In deze zaak heeft verzoekster bezwaar ingediend tegen een besluit van de Raad van Bestuur van het Uitvoeringsinstituut werknemersverzekeringen, waarin werd medegedeeld dat de WGA-uitkering van (ex-)werknemers op verzoekster zou worden verhaald. Na een besluit op bezwaar van 23 december 2020, waarin het bezwaar ongegrond werd verklaard, heeft verzoekster beroep ingesteld. Op 12 maart 2021 heeft verweerder echter een gewijzigd besluit genomen, waarna verzoekster haar beroep heeft ingetrokken en verzocht om vergoeding van de proceskosten. De rechtbank heeft deze zaak zonder zitting beoordeeld, omdat zij voldoende informatie had om het verzoek te beoordelen.
De rechtbank overweegt dat, wanneer een beroep is ingetrokken omdat het bestuursorgaan aan de indiener van het beroepschrift tegemoet is gekomen, de rechtbank kan bepalen dat verweerder de proceskosten moet vergoeden. Dit is geregeld in de artikelen 8:75 en 8:75a van de Algemene wet bestuursrecht (Awb) en het Besluit proceskosten bestuursrecht (Bpb). In dit geval heeft verweerder met het gewijzigde besluit op bezwaar erkend dat de WGA-uitkering ten onrechte op verzoekster is verhaald, maar de rechtbank heeft geen proceskostenvergoeding toegekend.

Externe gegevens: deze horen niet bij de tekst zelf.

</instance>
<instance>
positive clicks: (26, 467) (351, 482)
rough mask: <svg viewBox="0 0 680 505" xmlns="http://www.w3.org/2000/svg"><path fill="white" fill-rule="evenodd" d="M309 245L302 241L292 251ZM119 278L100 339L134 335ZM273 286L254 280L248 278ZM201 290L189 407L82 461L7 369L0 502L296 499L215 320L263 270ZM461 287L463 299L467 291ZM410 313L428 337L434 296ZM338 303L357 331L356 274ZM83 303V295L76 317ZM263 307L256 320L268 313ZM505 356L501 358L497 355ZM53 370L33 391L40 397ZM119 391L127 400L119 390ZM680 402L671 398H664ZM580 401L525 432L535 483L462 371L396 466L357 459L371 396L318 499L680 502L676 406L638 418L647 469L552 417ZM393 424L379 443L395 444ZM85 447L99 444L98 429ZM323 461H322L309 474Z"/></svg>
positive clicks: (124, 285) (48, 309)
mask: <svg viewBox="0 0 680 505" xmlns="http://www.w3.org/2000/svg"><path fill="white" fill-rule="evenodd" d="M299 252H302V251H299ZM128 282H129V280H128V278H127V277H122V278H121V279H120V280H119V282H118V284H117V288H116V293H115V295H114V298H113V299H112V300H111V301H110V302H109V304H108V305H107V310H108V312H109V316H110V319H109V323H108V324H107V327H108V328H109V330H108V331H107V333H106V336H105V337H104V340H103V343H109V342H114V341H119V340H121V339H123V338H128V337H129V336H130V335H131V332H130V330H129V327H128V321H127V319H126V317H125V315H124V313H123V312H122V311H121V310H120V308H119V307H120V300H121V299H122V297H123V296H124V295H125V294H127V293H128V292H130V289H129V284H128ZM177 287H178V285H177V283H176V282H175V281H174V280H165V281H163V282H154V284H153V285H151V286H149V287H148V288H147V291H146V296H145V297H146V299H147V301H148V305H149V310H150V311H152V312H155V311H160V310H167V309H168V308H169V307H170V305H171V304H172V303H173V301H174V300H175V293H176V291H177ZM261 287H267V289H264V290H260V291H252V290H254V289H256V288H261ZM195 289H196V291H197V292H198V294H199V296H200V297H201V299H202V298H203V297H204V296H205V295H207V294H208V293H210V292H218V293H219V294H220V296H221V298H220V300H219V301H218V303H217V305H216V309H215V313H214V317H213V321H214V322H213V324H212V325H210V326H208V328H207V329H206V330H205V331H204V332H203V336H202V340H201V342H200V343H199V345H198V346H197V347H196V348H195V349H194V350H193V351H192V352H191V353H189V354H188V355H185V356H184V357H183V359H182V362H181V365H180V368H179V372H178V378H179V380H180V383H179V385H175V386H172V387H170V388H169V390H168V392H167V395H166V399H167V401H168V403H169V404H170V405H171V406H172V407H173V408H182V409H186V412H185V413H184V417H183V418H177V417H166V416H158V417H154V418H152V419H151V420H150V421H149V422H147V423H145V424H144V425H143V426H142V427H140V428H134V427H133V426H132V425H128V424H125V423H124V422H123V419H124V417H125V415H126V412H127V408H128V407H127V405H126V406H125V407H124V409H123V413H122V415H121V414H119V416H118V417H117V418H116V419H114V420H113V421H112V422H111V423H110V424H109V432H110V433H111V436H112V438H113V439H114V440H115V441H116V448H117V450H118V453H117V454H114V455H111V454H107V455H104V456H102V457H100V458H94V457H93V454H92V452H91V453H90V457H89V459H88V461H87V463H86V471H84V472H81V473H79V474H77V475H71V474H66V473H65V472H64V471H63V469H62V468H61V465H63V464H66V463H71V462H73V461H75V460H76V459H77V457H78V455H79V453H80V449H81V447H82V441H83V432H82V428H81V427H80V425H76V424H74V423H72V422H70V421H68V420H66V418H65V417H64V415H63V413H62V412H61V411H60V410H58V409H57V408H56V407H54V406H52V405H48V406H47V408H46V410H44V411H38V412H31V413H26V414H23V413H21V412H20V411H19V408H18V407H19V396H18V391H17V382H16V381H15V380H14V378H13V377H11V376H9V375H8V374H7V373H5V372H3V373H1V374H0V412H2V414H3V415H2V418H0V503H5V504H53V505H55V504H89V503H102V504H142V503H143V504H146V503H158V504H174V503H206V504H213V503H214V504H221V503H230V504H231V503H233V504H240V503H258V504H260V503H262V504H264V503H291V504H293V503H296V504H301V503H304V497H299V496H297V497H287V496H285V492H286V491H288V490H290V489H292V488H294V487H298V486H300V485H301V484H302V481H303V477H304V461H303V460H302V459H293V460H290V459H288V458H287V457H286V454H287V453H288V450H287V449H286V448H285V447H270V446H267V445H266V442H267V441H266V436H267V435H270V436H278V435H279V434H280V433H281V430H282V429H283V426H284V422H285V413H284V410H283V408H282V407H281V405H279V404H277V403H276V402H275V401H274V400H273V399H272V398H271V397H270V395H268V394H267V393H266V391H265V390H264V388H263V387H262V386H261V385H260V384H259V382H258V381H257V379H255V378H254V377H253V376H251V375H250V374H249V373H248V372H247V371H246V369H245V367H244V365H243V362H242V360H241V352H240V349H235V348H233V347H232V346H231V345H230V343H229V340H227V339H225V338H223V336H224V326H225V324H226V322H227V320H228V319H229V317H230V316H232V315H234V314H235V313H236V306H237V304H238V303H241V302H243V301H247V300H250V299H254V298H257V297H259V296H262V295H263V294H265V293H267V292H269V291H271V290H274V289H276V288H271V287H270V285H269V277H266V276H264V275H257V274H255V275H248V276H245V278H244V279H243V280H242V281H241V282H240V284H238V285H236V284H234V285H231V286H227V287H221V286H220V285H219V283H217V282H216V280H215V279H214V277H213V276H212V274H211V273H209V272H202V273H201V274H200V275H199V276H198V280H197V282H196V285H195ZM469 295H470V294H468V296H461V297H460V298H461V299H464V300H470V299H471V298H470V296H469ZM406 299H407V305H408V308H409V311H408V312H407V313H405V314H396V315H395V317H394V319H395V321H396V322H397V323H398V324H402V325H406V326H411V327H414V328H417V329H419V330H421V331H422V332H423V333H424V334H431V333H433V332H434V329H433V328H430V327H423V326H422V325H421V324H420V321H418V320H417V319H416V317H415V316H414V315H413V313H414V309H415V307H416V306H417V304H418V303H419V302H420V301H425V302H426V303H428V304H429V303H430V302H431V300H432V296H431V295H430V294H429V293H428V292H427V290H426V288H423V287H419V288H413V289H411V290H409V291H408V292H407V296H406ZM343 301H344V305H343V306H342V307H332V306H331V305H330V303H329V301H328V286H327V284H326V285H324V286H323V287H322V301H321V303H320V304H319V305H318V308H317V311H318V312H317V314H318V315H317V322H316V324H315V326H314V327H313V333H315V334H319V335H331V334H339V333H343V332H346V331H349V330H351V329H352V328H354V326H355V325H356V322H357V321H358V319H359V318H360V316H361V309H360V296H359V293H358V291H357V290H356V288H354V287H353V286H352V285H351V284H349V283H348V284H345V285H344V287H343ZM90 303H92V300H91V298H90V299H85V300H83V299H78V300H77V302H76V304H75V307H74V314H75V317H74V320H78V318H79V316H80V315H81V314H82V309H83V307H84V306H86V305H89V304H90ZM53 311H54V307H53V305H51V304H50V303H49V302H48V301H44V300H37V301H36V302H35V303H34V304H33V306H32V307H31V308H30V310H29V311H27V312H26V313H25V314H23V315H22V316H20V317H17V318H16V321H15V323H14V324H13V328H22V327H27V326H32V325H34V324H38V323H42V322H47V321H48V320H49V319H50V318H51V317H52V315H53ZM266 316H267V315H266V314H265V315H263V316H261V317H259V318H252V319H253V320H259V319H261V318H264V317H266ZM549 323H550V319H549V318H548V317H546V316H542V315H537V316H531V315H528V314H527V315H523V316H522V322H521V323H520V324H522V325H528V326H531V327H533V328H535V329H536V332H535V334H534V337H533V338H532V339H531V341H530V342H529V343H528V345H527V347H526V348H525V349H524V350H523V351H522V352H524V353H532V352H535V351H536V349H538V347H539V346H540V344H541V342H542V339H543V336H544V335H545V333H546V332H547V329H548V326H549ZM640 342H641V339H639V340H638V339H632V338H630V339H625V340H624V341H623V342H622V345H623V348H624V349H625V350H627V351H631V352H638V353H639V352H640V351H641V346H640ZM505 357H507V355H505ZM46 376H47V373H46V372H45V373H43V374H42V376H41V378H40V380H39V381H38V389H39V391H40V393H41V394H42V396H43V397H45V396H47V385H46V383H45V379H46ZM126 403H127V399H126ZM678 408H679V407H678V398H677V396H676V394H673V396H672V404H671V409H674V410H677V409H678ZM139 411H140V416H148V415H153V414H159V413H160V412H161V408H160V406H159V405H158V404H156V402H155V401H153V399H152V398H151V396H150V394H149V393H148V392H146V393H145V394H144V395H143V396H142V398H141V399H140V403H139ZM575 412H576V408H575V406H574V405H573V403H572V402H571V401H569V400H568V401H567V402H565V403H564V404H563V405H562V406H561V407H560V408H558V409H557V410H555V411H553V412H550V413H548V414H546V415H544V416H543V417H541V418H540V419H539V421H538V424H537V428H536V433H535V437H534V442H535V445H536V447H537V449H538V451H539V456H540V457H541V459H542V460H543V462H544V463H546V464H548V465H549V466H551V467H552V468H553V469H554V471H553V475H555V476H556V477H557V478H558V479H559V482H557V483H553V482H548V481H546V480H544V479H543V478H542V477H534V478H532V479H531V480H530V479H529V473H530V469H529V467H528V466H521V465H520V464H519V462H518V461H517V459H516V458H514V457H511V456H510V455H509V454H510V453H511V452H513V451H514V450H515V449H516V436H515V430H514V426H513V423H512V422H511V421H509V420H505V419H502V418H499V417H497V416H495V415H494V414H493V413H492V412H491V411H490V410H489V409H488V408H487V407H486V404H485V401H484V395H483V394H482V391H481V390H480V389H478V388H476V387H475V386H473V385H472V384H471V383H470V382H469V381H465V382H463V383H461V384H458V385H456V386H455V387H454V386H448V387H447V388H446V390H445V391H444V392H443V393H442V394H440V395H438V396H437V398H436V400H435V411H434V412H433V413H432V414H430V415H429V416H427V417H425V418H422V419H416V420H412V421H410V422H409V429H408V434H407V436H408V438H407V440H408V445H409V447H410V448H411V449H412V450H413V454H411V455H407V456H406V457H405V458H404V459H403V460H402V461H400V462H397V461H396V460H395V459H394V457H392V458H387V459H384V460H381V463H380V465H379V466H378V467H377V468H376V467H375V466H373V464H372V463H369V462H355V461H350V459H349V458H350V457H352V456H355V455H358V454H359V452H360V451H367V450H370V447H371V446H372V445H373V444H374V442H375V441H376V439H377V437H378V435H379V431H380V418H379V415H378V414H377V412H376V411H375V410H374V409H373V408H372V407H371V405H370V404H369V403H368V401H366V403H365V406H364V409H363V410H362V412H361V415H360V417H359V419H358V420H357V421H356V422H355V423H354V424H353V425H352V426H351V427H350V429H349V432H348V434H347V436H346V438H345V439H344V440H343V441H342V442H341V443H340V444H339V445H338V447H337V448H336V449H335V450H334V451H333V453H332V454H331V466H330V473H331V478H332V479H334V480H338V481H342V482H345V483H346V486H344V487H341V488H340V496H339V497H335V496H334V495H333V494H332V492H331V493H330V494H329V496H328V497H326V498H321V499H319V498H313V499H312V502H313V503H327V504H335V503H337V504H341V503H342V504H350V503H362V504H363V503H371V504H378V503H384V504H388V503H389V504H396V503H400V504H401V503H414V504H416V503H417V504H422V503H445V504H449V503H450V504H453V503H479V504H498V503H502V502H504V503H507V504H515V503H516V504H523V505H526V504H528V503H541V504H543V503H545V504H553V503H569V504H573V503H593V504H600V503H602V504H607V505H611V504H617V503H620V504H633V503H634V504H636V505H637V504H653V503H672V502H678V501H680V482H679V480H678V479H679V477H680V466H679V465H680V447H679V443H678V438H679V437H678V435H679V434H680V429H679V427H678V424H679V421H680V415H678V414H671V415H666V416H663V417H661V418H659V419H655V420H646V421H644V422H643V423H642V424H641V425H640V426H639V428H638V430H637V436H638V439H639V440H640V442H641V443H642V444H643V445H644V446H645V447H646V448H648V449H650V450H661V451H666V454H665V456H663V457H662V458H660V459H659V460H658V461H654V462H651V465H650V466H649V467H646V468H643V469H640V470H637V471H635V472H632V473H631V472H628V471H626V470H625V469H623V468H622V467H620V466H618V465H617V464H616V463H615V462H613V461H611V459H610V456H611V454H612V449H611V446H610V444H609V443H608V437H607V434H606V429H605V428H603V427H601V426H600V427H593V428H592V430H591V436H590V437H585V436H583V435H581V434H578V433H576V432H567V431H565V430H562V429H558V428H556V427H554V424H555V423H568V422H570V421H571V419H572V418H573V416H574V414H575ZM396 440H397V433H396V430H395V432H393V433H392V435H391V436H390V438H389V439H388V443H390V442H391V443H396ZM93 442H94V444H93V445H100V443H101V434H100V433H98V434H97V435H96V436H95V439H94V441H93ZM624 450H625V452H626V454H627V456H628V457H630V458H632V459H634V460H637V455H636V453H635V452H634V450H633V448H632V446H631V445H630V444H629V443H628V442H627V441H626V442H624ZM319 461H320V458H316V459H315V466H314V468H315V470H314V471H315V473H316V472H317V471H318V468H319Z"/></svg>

De rechtbank oordeelt dat er geen sprake is van beroepsmatig verleende rechtsbijstand door een derde, aangezien de gemachtigde van verzoekster in dienst is bij verzoekster zelf. Hierdoor is er geen recht op vergoeding van proceskosten volgens het Bpb. De rechtbank wijst het verzoek tot proceskostenveroordeling af, maar bepaalt wel dat verweerder het door verzoekster betaalde griffierecht van € 360,- moet terugbetalen. De uitspraak is gedaan door mr. R.C. Moed en wordt openbaar gemaakt op rechtspraak.nl.